Modeling Resilience for Others…Are you “that guy”?

Yesterday, as I was backing up, I was jerked back in my seat as my car thudded to a stop.

This unpleasant feeling was coupled with the sickening sound track of smashing glass and crumpling bumper.

I had hit one of the columns that bordered my driveway entrance.

It was a simple result of being preoccupied and having parked too close to the edge of the driveway.

My first thought was, of course “Oh great….how much is this going to cost?” along with what an unnecessary waste of money and time this was.

I then thought about all the fun things I could have bought with the money I was going to spend on fixing my car.

If only I had been paying attention.

Then I thought about my friend Greg Fall of Core Concepts.

He recently A) hit a deer with his Ford Explorer which put his Explorer out of commission for over a week, and B) had something costing several hundred dollars stolen from his vehicle.

In both instances when I offered sympathy, he said “I don’t get upset over those types of things.”

I found myself thinking “Well, if my buddy Greg doesn’t let those things ruin his day, if he doesn’t obsess about them, I don’t have to either!”

Even Though I Know and Teach This Stuff…

Now, keep in mind, I KNOW misery is optional.

I know how our thoughts affect our emotions, and that we can choose our thoughts…and therefore we can change our emotions.

I teach this stuff.

And…that simple act of remembering how my friend Greg modeled these practices in action got me back on track in a flash.

I didn’t have to go through this big Challenging Negative Self-Talk process.

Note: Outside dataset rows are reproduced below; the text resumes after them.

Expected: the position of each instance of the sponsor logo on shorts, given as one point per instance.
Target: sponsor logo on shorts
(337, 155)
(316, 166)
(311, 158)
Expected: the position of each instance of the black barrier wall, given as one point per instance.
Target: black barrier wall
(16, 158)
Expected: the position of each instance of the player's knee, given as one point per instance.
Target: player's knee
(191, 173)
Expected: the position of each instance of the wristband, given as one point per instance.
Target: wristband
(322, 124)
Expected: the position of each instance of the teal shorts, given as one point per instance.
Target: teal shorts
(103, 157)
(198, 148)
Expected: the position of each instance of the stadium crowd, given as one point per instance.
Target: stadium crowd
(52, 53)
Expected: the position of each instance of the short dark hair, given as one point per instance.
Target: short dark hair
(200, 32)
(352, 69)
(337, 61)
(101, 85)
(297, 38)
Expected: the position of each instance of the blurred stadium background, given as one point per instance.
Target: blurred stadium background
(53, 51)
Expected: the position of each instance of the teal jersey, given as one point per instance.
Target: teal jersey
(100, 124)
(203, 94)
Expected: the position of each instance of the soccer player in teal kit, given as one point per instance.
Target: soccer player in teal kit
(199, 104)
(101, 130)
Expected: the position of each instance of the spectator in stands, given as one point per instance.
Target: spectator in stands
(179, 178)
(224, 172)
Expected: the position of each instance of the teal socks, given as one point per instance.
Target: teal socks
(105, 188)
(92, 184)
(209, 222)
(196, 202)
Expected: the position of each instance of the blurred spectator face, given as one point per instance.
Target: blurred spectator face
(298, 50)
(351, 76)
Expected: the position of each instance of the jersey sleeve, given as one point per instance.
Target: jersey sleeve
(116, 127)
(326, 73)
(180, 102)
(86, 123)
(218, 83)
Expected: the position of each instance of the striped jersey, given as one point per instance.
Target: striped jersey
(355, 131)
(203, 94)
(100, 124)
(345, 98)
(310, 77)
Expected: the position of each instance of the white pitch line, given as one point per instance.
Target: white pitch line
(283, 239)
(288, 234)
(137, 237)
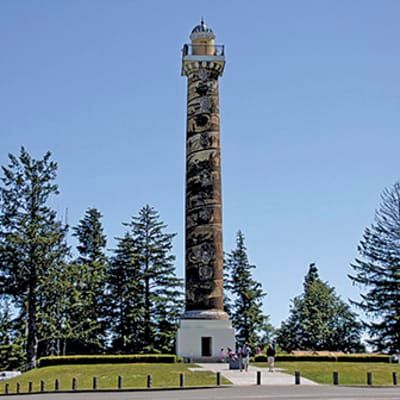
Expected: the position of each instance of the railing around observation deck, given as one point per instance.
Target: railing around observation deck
(216, 50)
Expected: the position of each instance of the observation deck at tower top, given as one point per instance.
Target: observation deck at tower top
(203, 48)
(203, 52)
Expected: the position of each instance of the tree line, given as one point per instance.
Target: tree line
(130, 301)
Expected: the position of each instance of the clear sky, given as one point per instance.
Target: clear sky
(310, 107)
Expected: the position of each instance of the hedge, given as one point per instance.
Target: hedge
(107, 359)
(315, 357)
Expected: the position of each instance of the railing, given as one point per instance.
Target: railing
(203, 50)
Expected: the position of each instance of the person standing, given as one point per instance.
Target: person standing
(271, 357)
(245, 357)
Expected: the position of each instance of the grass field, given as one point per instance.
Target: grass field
(349, 373)
(134, 376)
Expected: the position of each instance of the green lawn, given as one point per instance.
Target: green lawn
(134, 376)
(349, 373)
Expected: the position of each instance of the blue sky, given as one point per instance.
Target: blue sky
(309, 107)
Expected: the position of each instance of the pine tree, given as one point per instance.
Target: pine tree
(162, 289)
(125, 298)
(11, 345)
(31, 237)
(92, 269)
(250, 323)
(319, 320)
(377, 273)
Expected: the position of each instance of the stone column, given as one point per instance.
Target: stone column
(204, 328)
(204, 250)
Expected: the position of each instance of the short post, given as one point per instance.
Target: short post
(258, 377)
(369, 378)
(335, 378)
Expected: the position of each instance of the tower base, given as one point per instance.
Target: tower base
(203, 339)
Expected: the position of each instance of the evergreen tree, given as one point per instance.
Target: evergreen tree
(377, 273)
(145, 295)
(126, 298)
(319, 320)
(250, 323)
(92, 269)
(162, 289)
(31, 237)
(11, 344)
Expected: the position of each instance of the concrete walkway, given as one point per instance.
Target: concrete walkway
(250, 377)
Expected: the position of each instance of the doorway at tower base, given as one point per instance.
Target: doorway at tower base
(203, 339)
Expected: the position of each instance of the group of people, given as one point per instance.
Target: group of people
(242, 356)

All I had to do was remember what Greg modeled.

From there, I reminded myself of good old Instant Perspective, i.e. – “A year from now, will this be a big deal?” and “In the scheme of things, will whatever it ends up costing, really affect my life?”

Of course, the answer to both was “No.”

So, I went on and had a great day.

So…I share this with you for three reasons:

1) To encourage you to pay attention to how people react to difficult situations and adversity, and take note of the resilient responses—and learn to use them yourself.

2) To encourage you to notice the ways people stress themselves out, the words they use, the ways they interpret situations in a negative light, and then examine yourself to see if you’re doing these.

3) To remind you that you can be a great role model for others, through your words and actions. You don’t have to be some personal development icon to affect others. With that in mind, remember when you bring your best self to a situation, it’s not just you who benefits. Others are watching and learning.

BTW, getting the process in motion with my insurance company (Holden Insurance) and the collision shop I chose (Prime Collision) couldn’t have been smoother or easier. I share that because it’s another great example of how unproductive and inaccurate Fortune Telling and Catasphrozing can be. I could have kept telling myself throughout the day that it was going to be a big hassle to deal with my insurance company and the body repair shop, and gotten myself stressed ahead of time.

And it all would have been fiction…written my me.